Cheryl R. Blanchard, Ph.D., has decades of experience building products, teams and companies, and all of that knowledge was employed as a leader in 2020.
Earlier this year, Dr. Blanchard was named interim and then full-time President and CEO of Anika Therapeutics in April, after the passing of company leader Joseph Darling. As a member of Anika’s Board of Directors since 2018, Dr. Blanchard was deeply familiar with the company and its new business strategy to transform from a contract manufacturer to an OEM broadly focused on the joint preservation market. Still, she took the helm of Anika as the company was integrating the acquisitions of Parcus Medical and Arthrosurface and managing through the early days of the COVID-19 pandemic.
We spoke to Dr. Blanchard about lessons learned from this year, how her R&D background informs her leadership style and the future of regenerative medicine.
Dr. Blanchard’s doctorate is in materials science and engineering. Among her notable orthopedic experience is working at Zimmer from 2000 to 2012 and serving as Senior Vice President, Chief Scientific Officer and General Manager.
You entered your role as President and CEO of Anika as the company was beginning to execute a new business strategy, grieving the sudden loss of its former CEO and entering a global pandemic.
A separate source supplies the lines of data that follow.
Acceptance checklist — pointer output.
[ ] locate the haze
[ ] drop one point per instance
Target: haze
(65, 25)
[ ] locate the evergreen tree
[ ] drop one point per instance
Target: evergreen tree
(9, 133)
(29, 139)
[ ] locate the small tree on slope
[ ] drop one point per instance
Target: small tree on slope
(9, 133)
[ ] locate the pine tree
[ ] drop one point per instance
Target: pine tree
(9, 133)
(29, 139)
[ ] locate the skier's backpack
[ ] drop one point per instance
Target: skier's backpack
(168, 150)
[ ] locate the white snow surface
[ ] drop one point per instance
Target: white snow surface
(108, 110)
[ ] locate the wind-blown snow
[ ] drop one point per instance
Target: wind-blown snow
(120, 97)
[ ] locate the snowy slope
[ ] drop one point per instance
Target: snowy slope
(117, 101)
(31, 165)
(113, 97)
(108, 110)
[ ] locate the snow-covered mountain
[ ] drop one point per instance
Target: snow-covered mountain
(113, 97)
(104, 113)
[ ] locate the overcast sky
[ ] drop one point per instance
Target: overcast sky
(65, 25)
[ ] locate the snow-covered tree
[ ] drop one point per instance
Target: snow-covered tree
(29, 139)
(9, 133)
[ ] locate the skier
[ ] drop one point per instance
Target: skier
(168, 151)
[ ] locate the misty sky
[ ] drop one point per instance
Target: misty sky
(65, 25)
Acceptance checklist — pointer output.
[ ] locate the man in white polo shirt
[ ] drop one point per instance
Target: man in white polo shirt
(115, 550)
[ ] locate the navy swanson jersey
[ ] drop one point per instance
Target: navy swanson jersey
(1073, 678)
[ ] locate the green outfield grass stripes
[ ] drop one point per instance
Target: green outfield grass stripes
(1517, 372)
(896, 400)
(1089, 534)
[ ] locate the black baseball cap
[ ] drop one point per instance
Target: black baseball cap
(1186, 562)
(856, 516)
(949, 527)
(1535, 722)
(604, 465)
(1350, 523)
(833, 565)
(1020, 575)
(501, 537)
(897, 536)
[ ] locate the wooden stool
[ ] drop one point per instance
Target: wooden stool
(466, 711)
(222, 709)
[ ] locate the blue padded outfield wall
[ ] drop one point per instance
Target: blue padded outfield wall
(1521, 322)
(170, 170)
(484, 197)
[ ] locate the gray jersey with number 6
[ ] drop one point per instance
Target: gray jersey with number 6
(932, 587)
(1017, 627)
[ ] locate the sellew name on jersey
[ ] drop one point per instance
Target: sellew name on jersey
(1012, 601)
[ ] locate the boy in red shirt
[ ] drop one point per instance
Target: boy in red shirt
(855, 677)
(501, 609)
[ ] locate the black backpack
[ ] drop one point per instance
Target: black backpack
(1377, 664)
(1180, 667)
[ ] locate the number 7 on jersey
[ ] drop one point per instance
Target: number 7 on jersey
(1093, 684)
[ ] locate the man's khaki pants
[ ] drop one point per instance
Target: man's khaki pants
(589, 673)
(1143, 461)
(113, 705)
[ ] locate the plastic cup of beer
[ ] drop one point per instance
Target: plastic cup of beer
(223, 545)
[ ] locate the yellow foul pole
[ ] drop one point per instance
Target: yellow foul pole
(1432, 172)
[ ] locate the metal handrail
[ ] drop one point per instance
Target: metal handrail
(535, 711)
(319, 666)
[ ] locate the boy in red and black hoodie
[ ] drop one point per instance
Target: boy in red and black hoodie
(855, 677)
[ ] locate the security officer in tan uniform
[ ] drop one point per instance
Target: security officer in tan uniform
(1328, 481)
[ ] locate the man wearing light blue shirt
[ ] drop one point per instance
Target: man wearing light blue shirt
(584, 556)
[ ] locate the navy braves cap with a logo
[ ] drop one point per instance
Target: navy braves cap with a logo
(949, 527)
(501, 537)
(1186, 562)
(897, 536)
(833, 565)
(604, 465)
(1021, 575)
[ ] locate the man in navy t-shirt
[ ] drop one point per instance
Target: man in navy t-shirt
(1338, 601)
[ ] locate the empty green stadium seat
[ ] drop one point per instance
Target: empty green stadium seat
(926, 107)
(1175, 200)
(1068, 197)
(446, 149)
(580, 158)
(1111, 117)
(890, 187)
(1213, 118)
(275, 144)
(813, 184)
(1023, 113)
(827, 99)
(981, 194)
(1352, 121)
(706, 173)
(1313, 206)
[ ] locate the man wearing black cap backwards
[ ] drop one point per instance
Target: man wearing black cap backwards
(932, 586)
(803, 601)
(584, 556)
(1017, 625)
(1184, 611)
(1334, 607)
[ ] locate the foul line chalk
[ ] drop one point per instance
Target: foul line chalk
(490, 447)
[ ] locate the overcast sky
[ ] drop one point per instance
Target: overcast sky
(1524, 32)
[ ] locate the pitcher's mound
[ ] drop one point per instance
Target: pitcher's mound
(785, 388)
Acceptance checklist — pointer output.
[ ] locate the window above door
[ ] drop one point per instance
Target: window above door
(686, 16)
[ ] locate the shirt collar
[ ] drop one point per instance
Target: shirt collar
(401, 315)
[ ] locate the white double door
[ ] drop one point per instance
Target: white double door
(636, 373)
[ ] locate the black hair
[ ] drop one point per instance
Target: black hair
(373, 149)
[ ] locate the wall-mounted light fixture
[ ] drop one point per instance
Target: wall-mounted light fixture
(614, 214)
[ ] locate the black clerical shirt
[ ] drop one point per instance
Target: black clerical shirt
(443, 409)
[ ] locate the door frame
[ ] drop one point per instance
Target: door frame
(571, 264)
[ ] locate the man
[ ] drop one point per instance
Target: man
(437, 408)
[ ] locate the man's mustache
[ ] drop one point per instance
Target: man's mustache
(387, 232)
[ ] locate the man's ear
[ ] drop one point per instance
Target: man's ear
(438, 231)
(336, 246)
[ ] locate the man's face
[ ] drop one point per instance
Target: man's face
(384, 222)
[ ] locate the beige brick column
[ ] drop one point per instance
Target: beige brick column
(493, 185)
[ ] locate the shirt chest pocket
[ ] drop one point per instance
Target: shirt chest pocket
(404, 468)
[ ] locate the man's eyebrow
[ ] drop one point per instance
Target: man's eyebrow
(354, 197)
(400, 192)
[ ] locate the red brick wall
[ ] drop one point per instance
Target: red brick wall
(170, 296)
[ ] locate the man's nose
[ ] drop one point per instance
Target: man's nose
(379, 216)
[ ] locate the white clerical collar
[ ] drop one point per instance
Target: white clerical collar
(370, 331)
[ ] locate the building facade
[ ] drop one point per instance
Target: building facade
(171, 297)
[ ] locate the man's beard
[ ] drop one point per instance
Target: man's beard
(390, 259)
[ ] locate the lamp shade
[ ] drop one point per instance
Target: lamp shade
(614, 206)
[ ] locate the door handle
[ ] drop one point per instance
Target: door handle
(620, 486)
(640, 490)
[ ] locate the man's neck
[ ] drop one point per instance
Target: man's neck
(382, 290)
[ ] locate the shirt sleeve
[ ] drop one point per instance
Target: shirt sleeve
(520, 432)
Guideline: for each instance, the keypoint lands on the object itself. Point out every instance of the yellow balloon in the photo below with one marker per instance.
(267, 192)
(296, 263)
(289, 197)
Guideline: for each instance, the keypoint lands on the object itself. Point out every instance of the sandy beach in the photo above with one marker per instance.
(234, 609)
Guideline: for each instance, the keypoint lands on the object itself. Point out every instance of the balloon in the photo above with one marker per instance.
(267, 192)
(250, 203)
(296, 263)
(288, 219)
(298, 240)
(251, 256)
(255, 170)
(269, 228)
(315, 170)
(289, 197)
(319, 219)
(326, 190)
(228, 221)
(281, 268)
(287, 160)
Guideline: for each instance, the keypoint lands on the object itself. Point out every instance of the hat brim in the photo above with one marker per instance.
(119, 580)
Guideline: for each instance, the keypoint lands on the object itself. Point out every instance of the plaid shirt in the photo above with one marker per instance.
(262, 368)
What lessons have you learned?
Dr. Blanchard: A lesson that the pandemic has taught me is the need to stay aware of how quickly and dramatically the world, and therefore the assumptions and data that support your business plan, can change. More than any other event in my recent memory, the pandemic has reinforced how important it is to have a great, experienced team that is responsive, flexible and working together with a uniform understanding of what needs to be accomplished. One lesson I always carry with me is to focus on people first – and that means employees, customers and patients. If you listen and pay attention to their needs, the right results will follow. I have no doubt that we will get through this as a team and come out stronger on the other side.
Your background is in materials science and engineering. How have the skills you developed in your R&D days shaped your leadership style?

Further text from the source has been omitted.